When we look at Ontario over the longer term, and we look at beyond the current PPAs, given their -- as Brian was saying, the need for them and their geographic location, we would expect some erosion relative to the current EBITDA numbers but certainly not very material erosion.
The next question comes from John Mould of TD Securities.
I'd like to start on your U.S. development efforts and I know we covered that a little earlier, but maybe just from a different angle. I recognize you've exceeded your committed capital target for the year, but I'm just wondering where you're at with your development efforts in the U.S. wind market, the kinds of opportunities you're seeing and how you're thinking about the near-term potential for further investments there beyond Cardinal Point in the context of the coming PTC step-downs beginning at the end of 2020?
So we continue to look at opportunities in our pipeline for pulling the trigger on developments that could start this year or contracts and commitments that would begin this year. But I'd have to say the probability of that is declining. There's been a tremendous amount of activity. There is certainly starting to be constraints in the market around supply, et cetera, for being complete in time for -- before the step down in the PTC. On the other hand, we're starting to see a little bit of ramp-up in terms of interest, I'll call it, on the other side. So we would expect that through the next year or 2, we'd continue to see -- or we'd see a ramp-up in our activity in terms of new renewable opportunities in the United States.
Okay. And then maybe just moving back to Genesee, the transformation there on Genesee 3. How are you thinking about the engineering work required there and the time line for making a final decision about increasing the dual-fuel capability of that super critical unit beyond 40% gas?
So we're continuing to look at it from a technical perspective and where it sort of fits in our planning. Again, we're very actively looking at that and should be coming to a conclusion in the reasonably near term.
Okay. Great. And maybe one just quick question on your guidance commentary. You referenced tracking to achieve the top end of your range and that's modestly up from referencing the upper end of your range at Q1, with Q2 in line with your expectations. Is that increased comfort just because we're through another quarter? Or similar to what you said on the Q1 call, were you able to lock in some higher prices for the second half of the year?
It's a combination of both of those.
[Operator Instructions] The next question comes from Jeremy Rosenfield of Industrial Alliance Securities.
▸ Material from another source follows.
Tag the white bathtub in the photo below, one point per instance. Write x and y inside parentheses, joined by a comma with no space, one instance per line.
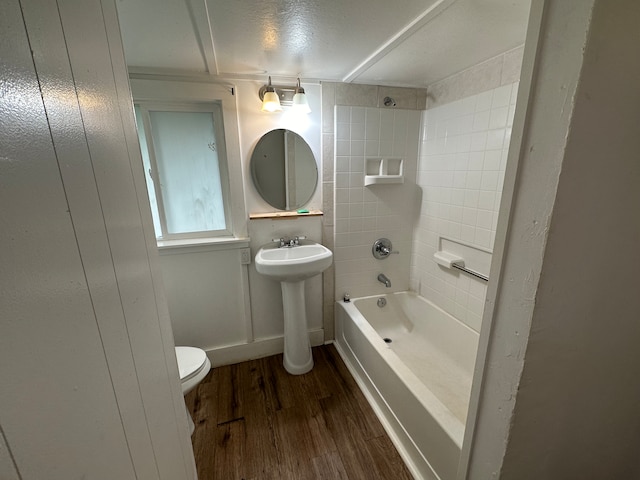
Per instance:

Congrats to you also Brian on the retirement. Just on Genesee specifically in the quarter, there were the availability penalties and I'm just wondering if you were able to quantify to any degree what the penalties were specifically in Q2?
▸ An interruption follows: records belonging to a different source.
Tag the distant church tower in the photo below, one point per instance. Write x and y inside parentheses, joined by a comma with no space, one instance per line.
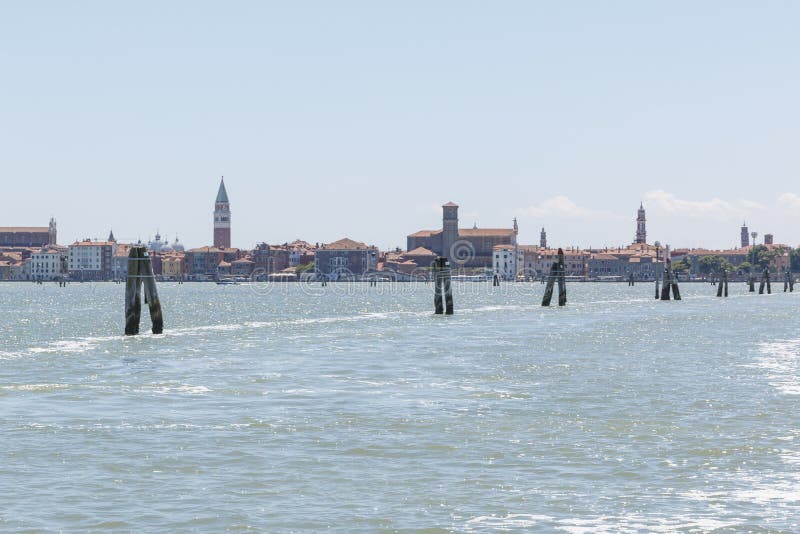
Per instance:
(745,235)
(52,234)
(641,226)
(222,218)
(449,227)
Yes. So for the Genesee outage, we would've seen the availability incentive payment approximately $8 million higher than what we would've expected, just given the high prices. Now having said that, the higher prices also benefited our -- the balance of our Alberta portfolio, which offset a large part of that negative variance.
Got it. And then I just wanted to go back to -- I think it was a response to a question from Rob Kwan, just in terms of the assumptions that you're making for carbon cost. In the Genesee AFFO forecast specifically, are you using that $30 per ton carbon cost assumption in that forecast?
Yes.
Okay. Perfect. And maybe just one final one on the C2CNT initiative. Do you have an estimate? Or is it maybe too early in terms of the potential for the total investment in that technology at this point, if you were to fully exercise the options, that is?
Yes, just -- it's in the order of magnitude of less than $25 million.
Operator, are there any more questions?
There are none at this point, sir.
Okay. If there are no more questions, we'll conclude our conference call. Thank you for your interest in Capital Power. Have a good day, everyone.
This concludes today's conference call. You may disconnect your lines. Thank you for participating, and have a pleasant day.